Equality matters

Ohioans may have the opportunity to vote on same-sex marriage in the state, should the Freedom to Marry Coalition successfully get an initiative on ballots in 2013.

The proposed amendment would repeal a 2004 amendment that banned same-sex marriages and civil unions, while giving religious institutions the freedom to choose which couples it marries.

Opponents of same-sex unions argue that same-sex marriage violates the sanctity of the marriage institution.

The Ohio Constitution protects individuals’ rights of free speech and free conscience, and we support their exercise.

But state government has no business legislating righteousness. America is a mosaic made of many colors, cultures and creeds. Individual liberties must be guaranteed for all — or liberty and justice are just hollow words.

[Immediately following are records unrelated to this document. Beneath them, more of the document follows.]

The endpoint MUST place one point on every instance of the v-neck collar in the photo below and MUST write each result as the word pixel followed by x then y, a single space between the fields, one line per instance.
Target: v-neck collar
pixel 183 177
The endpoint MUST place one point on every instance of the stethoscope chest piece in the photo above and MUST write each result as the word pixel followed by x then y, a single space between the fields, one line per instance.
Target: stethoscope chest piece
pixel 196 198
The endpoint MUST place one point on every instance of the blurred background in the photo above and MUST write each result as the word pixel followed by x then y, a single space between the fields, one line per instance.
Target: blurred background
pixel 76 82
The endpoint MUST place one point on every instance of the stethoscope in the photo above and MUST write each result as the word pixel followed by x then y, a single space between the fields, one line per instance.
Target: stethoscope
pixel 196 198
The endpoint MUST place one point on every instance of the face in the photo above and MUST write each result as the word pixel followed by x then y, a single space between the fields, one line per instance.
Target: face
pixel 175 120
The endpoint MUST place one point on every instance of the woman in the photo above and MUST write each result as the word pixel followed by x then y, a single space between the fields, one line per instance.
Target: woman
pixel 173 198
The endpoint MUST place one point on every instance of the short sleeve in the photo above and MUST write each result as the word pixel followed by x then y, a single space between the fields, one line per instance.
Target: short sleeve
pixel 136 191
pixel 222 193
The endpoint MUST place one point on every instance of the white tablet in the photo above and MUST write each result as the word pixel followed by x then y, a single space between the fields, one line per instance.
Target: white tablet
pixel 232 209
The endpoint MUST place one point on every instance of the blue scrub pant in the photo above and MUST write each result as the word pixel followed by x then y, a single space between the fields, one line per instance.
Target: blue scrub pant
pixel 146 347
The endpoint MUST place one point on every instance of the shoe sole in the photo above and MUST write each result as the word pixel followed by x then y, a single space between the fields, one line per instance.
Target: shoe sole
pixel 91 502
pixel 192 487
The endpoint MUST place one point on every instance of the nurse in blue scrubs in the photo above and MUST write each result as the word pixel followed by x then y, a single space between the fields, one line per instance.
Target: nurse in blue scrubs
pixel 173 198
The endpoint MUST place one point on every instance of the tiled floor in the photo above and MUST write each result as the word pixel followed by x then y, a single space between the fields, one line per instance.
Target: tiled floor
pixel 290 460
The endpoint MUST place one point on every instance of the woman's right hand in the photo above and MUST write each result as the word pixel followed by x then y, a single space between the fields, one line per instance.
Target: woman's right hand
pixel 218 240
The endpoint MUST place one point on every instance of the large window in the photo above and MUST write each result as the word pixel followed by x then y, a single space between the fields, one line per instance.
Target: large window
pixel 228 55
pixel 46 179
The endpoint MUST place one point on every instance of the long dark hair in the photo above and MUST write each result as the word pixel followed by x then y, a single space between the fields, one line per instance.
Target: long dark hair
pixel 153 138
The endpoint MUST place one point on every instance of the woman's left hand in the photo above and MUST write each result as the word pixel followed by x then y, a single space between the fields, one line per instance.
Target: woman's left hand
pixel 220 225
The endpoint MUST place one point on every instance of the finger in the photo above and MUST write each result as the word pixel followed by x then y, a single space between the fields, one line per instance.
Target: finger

Among the inalienable rights guaranteed to Ohioans is the right to seek and obtain happiness.

Apparently, homosexuals are limited in their pursuit.

Without the benefits of marriage, a homosexual may not be able to visit his or her partner in the hospital because he or she is not legally defined as next of kin.

In states that don’t recognize homosexual unions, only one partner can legally adopt a child. The other parent, who may love the child just as much, has no rights to make decisions for that child. Worse, if the parents split up, one would have no rights of visitation, and the other would have no rights to child support.

People in unrecognized unions can’t jointly file their taxes. They can’t be added to their partners’ insurance policies. They can’t inherit property without paying large sums in taxes.

Most people take for granted a myriad of other benefits without which could seriously hinder one’s ability to seek and obtain happiness.

Wedding days are often described as the happiest days of someone’s life. Depriving homosexuals of that same experience denies them of constitutionally guaranteed rights.

Judges and politicians should never hold the fate of another person’s love life in their hands. Ideally, voters in Ohio shouldn’t even get to decide; it should just be.

However, this appears to be the only way to allow homosexual couples to express their love.

Before all else, marriages in the U.S. are legal unions between couples. They exist between the people who make them.

Religious and morally charged opinions belong in the public square, not in public policy.